To: Alberta’s Electricity Consumers

Date: November 24, 2016

Re: What Does a Capacity Market Mean for Alberta?

Alberta has just announced a significant change to its electricity market: the introduction of a capacity market. But what does this mean? And why are they making this change?

Broadly speaking, electricity systems are either market-based or centrally planned. In preparing to massively overhaul its system—by phasing out coal and quadrupling renewables—the Government of Alberta faced two choices.

The first was whether to remain with a market-based system or manage the transition by taking a centrally planned approach.  

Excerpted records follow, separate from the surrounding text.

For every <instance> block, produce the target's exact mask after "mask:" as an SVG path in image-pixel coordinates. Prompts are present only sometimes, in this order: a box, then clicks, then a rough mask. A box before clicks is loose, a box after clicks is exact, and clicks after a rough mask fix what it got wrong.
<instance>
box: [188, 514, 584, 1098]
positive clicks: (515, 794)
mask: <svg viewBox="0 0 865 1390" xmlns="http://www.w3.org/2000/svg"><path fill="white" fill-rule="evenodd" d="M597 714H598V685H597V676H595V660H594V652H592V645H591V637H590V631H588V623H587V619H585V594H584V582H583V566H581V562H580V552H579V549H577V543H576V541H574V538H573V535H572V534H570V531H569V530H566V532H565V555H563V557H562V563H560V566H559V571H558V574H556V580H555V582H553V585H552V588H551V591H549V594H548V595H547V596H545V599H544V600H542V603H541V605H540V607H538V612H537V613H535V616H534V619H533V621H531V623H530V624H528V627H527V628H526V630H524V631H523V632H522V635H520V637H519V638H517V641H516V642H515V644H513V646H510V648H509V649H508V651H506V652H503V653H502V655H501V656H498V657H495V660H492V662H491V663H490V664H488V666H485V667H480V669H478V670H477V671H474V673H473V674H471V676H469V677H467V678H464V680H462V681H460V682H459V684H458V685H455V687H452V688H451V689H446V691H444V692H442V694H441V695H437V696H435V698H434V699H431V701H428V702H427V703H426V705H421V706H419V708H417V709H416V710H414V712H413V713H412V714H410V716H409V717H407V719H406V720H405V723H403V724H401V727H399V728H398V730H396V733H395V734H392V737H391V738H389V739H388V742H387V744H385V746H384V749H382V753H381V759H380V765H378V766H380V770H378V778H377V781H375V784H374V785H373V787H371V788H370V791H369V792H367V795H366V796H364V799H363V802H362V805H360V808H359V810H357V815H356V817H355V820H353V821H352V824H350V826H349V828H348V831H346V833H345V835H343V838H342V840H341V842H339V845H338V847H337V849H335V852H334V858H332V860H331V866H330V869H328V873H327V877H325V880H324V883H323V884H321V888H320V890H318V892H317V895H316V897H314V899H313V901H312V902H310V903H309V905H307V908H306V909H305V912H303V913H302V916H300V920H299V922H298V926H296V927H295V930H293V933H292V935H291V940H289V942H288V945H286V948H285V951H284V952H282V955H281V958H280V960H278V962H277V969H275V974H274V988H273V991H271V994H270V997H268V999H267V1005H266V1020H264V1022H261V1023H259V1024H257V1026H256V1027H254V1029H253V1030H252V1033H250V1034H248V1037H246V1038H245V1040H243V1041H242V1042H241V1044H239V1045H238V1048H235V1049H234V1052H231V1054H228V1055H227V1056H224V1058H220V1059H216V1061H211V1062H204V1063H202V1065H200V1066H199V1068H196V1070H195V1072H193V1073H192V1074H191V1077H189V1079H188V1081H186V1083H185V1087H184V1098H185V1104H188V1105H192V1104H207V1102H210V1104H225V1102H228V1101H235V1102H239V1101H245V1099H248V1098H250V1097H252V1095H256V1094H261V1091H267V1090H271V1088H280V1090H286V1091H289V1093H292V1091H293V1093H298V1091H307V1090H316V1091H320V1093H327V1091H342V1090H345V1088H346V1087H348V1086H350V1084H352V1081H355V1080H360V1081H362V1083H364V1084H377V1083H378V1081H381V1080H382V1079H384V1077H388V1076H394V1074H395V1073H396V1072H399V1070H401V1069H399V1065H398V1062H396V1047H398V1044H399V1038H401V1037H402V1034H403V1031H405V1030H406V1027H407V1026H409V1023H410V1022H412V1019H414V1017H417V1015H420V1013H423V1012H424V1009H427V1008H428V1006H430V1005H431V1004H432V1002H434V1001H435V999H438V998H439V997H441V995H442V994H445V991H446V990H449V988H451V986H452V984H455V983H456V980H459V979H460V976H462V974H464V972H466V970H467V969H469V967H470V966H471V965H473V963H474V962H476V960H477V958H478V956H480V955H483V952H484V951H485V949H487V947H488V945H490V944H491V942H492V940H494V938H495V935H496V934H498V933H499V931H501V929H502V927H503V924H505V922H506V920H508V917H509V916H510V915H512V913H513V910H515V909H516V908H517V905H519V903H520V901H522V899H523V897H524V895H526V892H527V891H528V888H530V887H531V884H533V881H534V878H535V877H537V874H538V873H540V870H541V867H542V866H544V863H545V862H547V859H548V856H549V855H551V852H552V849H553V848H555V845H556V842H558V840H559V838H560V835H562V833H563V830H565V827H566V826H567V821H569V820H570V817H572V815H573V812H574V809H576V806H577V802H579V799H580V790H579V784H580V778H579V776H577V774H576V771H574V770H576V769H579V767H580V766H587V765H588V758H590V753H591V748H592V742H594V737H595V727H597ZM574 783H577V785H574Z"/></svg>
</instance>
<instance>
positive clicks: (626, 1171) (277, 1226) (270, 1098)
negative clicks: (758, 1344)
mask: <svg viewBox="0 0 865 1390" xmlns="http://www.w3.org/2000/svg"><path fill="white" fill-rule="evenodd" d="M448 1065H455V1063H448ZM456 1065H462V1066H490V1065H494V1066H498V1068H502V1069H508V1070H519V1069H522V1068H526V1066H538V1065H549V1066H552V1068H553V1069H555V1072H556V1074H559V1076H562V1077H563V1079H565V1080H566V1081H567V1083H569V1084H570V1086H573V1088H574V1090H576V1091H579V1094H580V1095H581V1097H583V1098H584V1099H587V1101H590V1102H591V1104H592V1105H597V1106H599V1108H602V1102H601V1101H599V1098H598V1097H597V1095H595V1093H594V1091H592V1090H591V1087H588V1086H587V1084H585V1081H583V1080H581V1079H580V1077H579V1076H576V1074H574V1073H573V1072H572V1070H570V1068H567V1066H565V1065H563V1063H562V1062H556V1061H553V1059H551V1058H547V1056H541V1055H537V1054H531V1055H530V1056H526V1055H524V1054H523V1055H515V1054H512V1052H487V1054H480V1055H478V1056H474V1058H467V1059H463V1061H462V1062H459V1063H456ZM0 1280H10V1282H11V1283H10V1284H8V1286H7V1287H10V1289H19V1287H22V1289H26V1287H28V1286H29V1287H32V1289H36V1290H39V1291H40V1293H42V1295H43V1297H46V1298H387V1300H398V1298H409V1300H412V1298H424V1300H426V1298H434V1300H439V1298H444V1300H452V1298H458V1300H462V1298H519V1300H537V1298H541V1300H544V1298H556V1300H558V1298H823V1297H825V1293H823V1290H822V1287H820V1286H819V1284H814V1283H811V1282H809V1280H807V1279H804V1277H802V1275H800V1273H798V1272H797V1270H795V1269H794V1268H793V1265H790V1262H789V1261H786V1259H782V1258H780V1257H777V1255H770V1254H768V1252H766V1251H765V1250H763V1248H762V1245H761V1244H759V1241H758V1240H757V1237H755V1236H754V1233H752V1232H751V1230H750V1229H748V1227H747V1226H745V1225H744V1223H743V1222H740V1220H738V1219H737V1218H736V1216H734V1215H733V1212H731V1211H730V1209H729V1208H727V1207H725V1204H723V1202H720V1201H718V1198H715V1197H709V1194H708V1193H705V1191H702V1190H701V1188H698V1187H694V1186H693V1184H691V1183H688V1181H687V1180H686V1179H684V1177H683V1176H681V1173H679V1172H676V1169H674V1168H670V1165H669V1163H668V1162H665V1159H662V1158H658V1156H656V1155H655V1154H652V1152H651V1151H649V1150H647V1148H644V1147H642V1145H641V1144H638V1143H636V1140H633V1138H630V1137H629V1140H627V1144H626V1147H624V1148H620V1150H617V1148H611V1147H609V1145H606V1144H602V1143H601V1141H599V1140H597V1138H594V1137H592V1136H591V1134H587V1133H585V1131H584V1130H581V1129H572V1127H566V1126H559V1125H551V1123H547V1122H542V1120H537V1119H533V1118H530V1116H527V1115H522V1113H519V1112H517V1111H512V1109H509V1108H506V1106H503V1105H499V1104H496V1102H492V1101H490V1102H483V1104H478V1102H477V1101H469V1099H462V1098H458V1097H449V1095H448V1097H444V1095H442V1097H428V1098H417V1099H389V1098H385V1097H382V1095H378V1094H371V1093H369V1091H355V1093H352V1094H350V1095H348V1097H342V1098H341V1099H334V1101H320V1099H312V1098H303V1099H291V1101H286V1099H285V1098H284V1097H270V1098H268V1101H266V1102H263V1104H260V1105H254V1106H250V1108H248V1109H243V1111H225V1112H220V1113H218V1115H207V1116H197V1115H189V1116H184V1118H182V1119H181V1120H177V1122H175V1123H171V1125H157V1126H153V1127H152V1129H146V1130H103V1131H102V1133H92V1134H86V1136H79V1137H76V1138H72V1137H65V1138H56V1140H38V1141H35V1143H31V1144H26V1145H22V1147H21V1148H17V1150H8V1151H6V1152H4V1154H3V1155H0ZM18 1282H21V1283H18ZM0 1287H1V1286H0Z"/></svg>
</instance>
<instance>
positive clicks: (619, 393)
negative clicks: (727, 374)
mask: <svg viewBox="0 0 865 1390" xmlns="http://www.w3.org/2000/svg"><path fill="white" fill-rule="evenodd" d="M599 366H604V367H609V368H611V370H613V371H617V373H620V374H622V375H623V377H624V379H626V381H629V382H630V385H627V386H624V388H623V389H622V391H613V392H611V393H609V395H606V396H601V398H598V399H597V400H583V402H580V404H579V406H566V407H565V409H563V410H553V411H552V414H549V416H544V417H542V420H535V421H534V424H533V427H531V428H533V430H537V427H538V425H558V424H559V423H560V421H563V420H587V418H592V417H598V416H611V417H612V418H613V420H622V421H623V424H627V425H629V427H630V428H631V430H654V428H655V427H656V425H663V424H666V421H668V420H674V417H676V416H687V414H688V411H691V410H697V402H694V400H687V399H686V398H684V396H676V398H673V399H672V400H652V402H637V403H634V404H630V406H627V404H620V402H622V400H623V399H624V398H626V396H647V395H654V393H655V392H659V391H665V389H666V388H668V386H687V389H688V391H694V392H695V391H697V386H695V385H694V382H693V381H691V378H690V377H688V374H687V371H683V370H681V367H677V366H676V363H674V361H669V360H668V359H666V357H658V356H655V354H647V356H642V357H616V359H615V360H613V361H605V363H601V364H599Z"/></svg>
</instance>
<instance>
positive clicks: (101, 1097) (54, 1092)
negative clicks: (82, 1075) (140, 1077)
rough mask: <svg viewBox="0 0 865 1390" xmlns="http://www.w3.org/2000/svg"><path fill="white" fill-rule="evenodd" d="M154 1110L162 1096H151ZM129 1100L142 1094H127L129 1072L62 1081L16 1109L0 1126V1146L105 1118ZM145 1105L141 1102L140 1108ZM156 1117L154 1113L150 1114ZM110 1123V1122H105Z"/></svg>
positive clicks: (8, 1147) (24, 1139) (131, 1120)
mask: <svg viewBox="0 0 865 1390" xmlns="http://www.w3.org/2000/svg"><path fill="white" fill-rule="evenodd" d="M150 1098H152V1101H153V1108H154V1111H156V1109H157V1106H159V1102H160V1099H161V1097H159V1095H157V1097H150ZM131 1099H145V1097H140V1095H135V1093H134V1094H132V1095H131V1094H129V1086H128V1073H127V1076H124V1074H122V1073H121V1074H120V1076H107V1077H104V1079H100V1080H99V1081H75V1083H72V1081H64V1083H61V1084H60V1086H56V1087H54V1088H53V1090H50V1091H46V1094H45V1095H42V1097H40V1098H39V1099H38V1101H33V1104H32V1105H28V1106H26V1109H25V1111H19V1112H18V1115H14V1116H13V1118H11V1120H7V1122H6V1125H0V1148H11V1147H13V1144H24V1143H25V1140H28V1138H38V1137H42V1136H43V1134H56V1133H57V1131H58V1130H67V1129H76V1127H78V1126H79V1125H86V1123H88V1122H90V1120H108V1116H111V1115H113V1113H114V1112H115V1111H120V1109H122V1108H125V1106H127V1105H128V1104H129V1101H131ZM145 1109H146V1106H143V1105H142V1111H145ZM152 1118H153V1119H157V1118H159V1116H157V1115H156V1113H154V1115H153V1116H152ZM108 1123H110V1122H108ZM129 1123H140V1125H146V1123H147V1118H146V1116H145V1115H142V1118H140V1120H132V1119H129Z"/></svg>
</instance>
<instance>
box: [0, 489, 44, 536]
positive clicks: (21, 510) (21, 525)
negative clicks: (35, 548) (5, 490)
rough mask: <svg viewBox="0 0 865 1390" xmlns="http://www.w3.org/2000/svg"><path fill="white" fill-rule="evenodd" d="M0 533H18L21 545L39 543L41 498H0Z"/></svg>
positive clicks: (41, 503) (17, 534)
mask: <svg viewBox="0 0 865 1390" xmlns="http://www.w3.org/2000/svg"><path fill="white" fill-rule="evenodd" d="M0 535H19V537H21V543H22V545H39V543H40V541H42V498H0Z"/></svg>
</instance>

Under central control, the planner determines the supply needs of the system and meets them by procuring generation under either a cost-of-service model at regulated rates or through long-term contracts.

Neither of these are good options. In the cost-of-service model, generators have incentive to add overly expensive generation. Long-term contracts lock Alberta into today’s technology for 20 years; a costly outcome, as Ontario’s experience reminds us.

Both also place considerable onus on the planner getting it right.

Alberta has rightly chosen not to go this route. They are remaining with a market-based system.

The second choice was whether to remain with the current market design or make changes.

Alberta is one of only a few places in the world that has an energy-only market. In an energy-only market, supply and demand meet every hour to set a price. Most of the time, this price is only sufficient for generators to recoup their operating costs (eg. fuel). However, in periods of high demand or limited supply, prices can soar and generators recover the fixed costs of their investment.

An energy-only market is notoriously volatile. Prices can go from $20 per megawatt-hour to $1,000 the next. This volatility comes at a cost. Generators require a higher expected price to invest if their year is made or lost in a matter of hours.

An increasing share of renewables also has implications. More renewables depresses prices for more hours of the year. For other generation to be viable, the price cap of $1,000 would likely have to be raised in order to capture sufficient revenue during price spikes to cover their investment costs. This is the path that Texas chose, recently raising their price cap to nearly $10,000. But mercy to the politician defending their efficient electricity system while prices ping $10,000!

For these reasons, many electricity systems around the world have added a capacity market. A capacity market is typically an annual auction that pays generators for their ability to generate, rather than simply their energy generated. For example, wind power provides energy but has limited ability to participate in capacity markets because of its intermittency, whereas a natural gas power plant offers reliable energy and capacity.

A capacity market shifts the benefits generators get from brief periods of high prices into annual capacity payments determined by competitive auction. This reduces price volatility and lowers investment costs and risks to reliability.

As the share of intermittent generation on the grid increases, having two markets that recognize the capacity and energy that different generators provide—and values them explicitly—is sensible policy.

Instead of following Ontario’s mistakes of long-term contracts, the Government of Alberta made the right move by maintaining and improving its market-based electricity system. 

Blake Shaffer is a PhD candidate at the University of Calgary and former Director of Energy Trading for Transalta Corporation. He has also served as a Policy Advisor to the Government of Alberta. The opinions expressed herein are his own.